Oggi, la maggior parte di loro è urbanizzata e, in città, le donne possono aspirare solo a diventare domestiche e gli uomini, a condizione di “cilenizzare” il proprio cognome, possono ottenere  i lavori più umili.
La discriminazione è istituzionalizzata.
Ma, pur fra mille difficoltà, il popolo Mapuche, a iniziare dai primi anni ’90, sta ritrovando le proprie radici e il proprio orgoglio.
Loro, la chiamano la “riconquista”.
La risposta dello Stato è stata repressiva, violenta e brutale. Centinaia di mapuche languono nelle prigioni, condannati/e a pene detentive lunghissime, dieci/venti anni, altrettanti/e vivono nella clandestinità, protetti/e dalle comunità.
La percentuale di donne è uguale, e forse superiore, a quella degli uomini. 
Il grimaldello che lo Stato usa per poter attuare questa repressione violenta, è la definizione di “terroristi” con cui vengono etichettati/e i/le Mapuche non omologati/e, riottosi/e, ribelli.
Un caso esemplare. 
Patricia Troncoso, 41 anni, ex studentessa in teologia, con i nonni emigrati a Santiago, alla fine degli anni ’90, è tornata a vivere nella comunità di origine.
Ha fatto qualche cosa di male?
Lei stessa dice “…questa lotta è politica, il suo obiettivo è l’esistenza o la scomparsa del popolo Mapuche.”

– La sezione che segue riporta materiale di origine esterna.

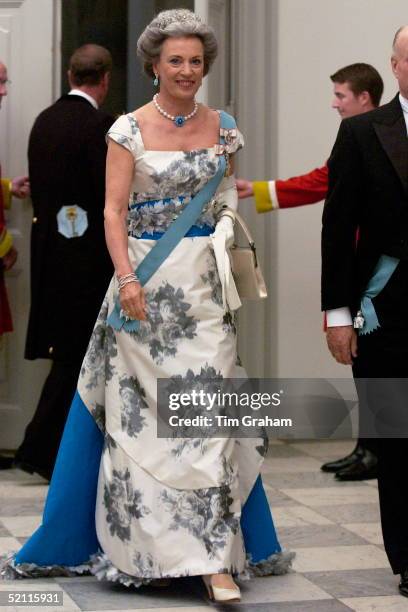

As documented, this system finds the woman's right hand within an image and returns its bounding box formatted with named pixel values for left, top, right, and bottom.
left=119, top=282, right=147, bottom=321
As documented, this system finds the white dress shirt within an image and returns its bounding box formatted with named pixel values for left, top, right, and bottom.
left=68, top=89, right=99, bottom=110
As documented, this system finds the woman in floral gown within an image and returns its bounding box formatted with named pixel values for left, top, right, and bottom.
left=2, top=9, right=291, bottom=601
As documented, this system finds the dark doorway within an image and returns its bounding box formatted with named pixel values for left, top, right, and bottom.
left=61, top=0, right=126, bottom=115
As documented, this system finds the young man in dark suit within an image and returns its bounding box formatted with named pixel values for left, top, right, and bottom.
left=15, top=44, right=113, bottom=479
left=322, top=26, right=408, bottom=596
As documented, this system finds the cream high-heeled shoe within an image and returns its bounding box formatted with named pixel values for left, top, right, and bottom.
left=203, top=575, right=241, bottom=602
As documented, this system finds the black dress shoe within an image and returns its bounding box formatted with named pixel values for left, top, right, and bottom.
left=398, top=569, right=408, bottom=597
left=335, top=449, right=378, bottom=482
left=0, top=455, right=14, bottom=470
left=320, top=444, right=365, bottom=472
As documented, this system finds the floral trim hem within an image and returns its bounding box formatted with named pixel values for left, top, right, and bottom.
left=238, top=550, right=296, bottom=580
left=0, top=553, right=92, bottom=580
left=0, top=551, right=296, bottom=588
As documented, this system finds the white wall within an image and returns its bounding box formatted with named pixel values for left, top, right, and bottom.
left=270, top=0, right=408, bottom=377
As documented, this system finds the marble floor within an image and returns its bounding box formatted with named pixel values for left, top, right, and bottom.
left=0, top=441, right=408, bottom=612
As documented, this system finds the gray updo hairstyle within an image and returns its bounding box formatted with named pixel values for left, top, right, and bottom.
left=137, top=9, right=218, bottom=78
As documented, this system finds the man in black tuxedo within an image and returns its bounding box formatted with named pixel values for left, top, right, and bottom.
left=15, top=44, right=113, bottom=479
left=322, top=26, right=408, bottom=596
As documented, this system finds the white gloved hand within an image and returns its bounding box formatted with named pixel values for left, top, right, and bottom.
left=210, top=215, right=242, bottom=310
left=212, top=215, right=234, bottom=249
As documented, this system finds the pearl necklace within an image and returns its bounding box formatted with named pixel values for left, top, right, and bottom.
left=153, top=94, right=198, bottom=127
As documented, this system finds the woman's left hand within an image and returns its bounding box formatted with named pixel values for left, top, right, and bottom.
left=119, top=282, right=147, bottom=321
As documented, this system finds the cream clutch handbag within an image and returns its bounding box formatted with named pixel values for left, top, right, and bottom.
left=221, top=209, right=268, bottom=300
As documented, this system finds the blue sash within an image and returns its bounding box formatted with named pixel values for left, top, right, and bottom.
left=108, top=111, right=236, bottom=332
left=14, top=392, right=282, bottom=568
left=14, top=112, right=282, bottom=568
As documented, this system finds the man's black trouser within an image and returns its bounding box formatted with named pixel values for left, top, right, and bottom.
left=353, top=262, right=408, bottom=574
left=15, top=361, right=81, bottom=479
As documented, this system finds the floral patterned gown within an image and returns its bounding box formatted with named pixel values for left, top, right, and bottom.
left=66, top=114, right=263, bottom=585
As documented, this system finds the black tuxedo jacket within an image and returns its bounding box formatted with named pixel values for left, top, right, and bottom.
left=322, top=95, right=408, bottom=313
left=26, top=95, right=113, bottom=362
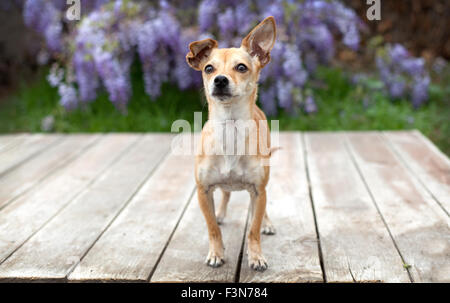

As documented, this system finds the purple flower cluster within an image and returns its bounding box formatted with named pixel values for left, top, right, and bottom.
left=24, top=0, right=366, bottom=114
left=376, top=44, right=430, bottom=108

Che cosa ha fatto di concreto?
Volantinaggi, assemblee, attacchinaggi, occupazioni di terre mapuche espropriate dallo Stato.
Risultato? dieci anni di carcere. Insieme alle sue compagne, rivendica lo status di prigioniera politica. 

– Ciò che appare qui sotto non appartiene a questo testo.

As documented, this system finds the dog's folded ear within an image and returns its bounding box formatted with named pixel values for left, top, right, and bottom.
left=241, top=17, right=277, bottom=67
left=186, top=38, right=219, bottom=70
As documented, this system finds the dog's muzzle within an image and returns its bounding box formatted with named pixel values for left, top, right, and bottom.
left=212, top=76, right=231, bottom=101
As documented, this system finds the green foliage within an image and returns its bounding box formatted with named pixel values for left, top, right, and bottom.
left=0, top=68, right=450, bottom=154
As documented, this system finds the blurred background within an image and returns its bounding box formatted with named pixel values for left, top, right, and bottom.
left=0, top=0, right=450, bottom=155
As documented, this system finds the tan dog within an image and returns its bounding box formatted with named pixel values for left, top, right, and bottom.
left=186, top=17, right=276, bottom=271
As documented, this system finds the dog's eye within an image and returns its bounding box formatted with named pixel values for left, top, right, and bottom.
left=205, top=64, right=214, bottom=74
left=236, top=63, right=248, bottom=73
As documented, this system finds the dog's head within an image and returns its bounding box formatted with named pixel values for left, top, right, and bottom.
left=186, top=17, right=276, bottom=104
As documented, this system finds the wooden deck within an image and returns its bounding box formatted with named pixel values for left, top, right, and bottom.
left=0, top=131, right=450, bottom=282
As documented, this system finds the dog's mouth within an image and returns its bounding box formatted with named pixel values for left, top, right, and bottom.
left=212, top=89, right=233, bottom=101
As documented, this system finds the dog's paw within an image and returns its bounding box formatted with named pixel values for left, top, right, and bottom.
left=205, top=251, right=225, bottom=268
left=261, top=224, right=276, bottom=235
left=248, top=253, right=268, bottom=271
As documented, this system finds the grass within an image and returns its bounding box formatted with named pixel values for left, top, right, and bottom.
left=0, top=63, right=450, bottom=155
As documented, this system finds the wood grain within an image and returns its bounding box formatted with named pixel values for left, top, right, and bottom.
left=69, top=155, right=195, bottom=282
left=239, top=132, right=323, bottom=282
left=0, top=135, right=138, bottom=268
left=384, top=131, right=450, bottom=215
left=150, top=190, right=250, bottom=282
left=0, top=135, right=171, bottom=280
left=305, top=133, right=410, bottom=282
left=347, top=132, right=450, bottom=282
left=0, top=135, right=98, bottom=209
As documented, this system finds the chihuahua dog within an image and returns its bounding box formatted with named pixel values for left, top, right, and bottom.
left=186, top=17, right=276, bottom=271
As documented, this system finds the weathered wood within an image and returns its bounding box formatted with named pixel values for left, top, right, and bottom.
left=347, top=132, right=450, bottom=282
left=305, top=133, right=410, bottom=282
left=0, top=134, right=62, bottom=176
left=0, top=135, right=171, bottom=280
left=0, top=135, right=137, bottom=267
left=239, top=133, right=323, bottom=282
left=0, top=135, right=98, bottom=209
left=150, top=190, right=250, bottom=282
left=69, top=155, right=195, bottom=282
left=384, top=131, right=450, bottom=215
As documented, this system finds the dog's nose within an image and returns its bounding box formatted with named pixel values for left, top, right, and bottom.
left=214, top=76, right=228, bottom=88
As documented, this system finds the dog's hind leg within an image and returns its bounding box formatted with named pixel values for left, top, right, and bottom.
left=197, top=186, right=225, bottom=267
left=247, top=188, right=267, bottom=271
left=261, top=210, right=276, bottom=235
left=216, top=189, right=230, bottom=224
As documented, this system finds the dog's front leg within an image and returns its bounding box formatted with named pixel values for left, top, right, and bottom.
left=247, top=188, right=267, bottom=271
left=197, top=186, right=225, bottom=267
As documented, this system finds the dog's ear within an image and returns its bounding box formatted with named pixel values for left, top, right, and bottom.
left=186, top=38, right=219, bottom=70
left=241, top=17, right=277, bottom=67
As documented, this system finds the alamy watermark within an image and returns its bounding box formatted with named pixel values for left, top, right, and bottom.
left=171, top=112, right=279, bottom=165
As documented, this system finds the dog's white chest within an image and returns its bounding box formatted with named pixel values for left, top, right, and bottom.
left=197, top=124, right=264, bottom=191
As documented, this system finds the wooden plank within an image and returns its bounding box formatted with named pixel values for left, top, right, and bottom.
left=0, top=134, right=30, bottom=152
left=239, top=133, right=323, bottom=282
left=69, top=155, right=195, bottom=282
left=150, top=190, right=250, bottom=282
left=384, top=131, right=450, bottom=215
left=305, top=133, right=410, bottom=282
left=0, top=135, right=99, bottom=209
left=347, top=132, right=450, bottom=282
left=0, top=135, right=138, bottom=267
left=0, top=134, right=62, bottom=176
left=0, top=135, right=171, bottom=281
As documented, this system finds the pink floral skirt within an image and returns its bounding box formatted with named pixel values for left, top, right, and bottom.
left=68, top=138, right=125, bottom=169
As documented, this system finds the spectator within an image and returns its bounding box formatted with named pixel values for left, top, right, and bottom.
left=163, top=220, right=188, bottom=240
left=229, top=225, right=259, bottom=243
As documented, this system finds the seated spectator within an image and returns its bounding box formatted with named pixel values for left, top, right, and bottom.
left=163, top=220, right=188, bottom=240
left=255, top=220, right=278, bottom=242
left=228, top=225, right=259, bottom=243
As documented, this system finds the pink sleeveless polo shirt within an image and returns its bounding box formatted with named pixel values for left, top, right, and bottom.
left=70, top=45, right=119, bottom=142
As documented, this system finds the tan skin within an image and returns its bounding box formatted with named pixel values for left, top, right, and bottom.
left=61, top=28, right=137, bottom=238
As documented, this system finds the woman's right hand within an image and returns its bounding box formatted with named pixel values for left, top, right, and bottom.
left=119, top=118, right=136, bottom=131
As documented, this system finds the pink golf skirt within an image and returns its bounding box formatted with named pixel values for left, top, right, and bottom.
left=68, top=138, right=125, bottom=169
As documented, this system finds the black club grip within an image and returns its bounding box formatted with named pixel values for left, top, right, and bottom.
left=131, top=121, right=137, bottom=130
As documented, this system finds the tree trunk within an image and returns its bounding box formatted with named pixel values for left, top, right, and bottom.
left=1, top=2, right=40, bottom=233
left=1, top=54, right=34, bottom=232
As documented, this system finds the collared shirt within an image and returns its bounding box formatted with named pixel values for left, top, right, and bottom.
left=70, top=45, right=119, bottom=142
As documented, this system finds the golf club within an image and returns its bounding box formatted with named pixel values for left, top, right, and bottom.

Ma la repressione non riguarda solo i/le Mapuche, ma anche quelli/e che si sono schierati/e dalla loro parte.
E’ il caso di Miriam Reyes Garcia, l’avvocata di Patricia. Anche lei incriminata.
L’ultima frontiera è lo spostamento dello stigma della persecuzione, da “terroristi” a “delinquenti comuni”.

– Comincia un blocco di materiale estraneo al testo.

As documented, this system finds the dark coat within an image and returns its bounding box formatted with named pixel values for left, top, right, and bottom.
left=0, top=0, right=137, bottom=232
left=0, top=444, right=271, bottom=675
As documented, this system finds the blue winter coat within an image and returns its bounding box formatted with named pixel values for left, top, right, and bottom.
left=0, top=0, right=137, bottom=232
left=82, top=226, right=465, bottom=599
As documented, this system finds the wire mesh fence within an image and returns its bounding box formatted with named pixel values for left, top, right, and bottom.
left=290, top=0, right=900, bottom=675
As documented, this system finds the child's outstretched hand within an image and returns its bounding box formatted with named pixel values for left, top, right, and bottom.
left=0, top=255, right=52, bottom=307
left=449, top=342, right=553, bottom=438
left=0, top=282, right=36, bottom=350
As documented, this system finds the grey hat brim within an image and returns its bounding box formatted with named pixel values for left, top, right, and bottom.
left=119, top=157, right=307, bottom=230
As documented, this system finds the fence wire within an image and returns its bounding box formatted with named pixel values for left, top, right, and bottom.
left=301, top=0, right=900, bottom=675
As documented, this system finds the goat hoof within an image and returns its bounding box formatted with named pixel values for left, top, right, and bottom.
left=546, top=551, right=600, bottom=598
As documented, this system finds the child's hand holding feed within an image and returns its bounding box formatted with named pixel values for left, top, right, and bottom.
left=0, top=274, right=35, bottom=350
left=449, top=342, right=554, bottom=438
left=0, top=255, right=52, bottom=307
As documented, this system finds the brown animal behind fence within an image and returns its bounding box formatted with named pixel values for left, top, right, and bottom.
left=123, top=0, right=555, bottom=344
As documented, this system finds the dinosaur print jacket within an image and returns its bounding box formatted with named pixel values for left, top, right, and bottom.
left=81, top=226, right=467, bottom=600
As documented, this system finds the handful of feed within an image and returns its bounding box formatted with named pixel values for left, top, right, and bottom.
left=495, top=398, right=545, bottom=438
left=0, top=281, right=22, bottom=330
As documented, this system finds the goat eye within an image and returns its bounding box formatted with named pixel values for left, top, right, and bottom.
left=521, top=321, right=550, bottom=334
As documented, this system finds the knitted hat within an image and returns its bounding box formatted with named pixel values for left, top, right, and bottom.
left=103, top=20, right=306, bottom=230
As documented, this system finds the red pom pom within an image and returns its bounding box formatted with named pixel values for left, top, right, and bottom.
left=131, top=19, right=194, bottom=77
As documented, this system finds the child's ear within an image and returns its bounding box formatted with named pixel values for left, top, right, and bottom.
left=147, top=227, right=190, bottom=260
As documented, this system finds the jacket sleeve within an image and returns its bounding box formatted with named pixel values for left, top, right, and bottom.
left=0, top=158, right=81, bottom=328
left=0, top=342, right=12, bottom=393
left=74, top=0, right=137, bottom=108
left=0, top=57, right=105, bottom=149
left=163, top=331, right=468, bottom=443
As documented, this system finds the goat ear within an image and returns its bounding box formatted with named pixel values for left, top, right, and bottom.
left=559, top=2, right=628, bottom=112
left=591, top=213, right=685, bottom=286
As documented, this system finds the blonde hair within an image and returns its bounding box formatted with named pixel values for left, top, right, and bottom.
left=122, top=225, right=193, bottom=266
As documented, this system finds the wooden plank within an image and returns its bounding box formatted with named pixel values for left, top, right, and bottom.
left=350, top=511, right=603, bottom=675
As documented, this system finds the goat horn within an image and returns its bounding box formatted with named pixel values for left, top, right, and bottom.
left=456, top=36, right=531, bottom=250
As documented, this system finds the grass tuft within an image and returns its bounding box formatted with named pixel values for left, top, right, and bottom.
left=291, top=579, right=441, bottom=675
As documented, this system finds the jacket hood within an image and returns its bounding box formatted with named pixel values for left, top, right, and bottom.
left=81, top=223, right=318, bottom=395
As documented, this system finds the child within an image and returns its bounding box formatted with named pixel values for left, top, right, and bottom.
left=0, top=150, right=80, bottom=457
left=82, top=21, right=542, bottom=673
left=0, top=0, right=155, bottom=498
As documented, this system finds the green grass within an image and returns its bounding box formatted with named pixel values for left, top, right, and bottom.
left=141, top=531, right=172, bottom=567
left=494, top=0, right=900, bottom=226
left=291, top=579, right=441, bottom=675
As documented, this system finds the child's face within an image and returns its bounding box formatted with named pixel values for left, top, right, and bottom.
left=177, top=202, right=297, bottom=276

Ma perchè tanto accanimento contro un popolo mite e civile? perchè ha la sfortuna di vivere in un territorio ricco di risorse naturali, oggetto di uno sfruttamento sfrenato.
Dopo il rame, l’esportazione di legname rappresenta la seconda entrata del paese.
Rivendicando i loro diritti, i/le Mapuche finiscono per “intralciare” lo sfruttamento insensato delle risorse naturali.
Patricia, al termine del processo che l’ha vista condannata, ha detto “…dieci anni di prigione mi fanno paura; ormai ho perso tutte le speranze di avere un figlio. L’unica cosa  che mi da’ coraggio è la forza di battermi per il rispetto dei diritti del mio popolo”.
Sappiamo che la sfortuna dei Mapuche è di vivere in un territorio ricco e appetito e di essere di intralcio alla logica dissennata del profitto. Ma sappiamo anche perchè sulla loro condizione c’è tanto silenzio. I governi cileni sono allineati all’occidente e permettono lo sfruttamento delle risorse da parte delle multinazionali.
Se così non fosse, allora il problema della “minoranza Mapuche” verrebbe alla ribalta e americani ed europei, strumentalmente e con secondo fine, si “preoccuperebbero tanto” dei loro diritti civili.
Due volte sfortunato, quindi, questo popolo: vive in un posto ricco di risorse e sta in un paese i cui governi sono allineati agli interessi statunitensi e delle multinazionali.
Quindi la sua sorte non interessa a nessuno/a?
E, invece, i cerchi si rincorrono:  le donne NOTAV ci dicono che contro l’arroganza, la prepotenza, l’ occupazione della loro terra, guidate dalle masche antenate, fanno in Clarea un cerchio di “auspici e malefici”.
Noi siamo dalla loro parte e dalla parte del popolo Mapuche e di tutte/i quelle/i che si battono per la loro libertà perchè è, necessariamente, anche la nostra.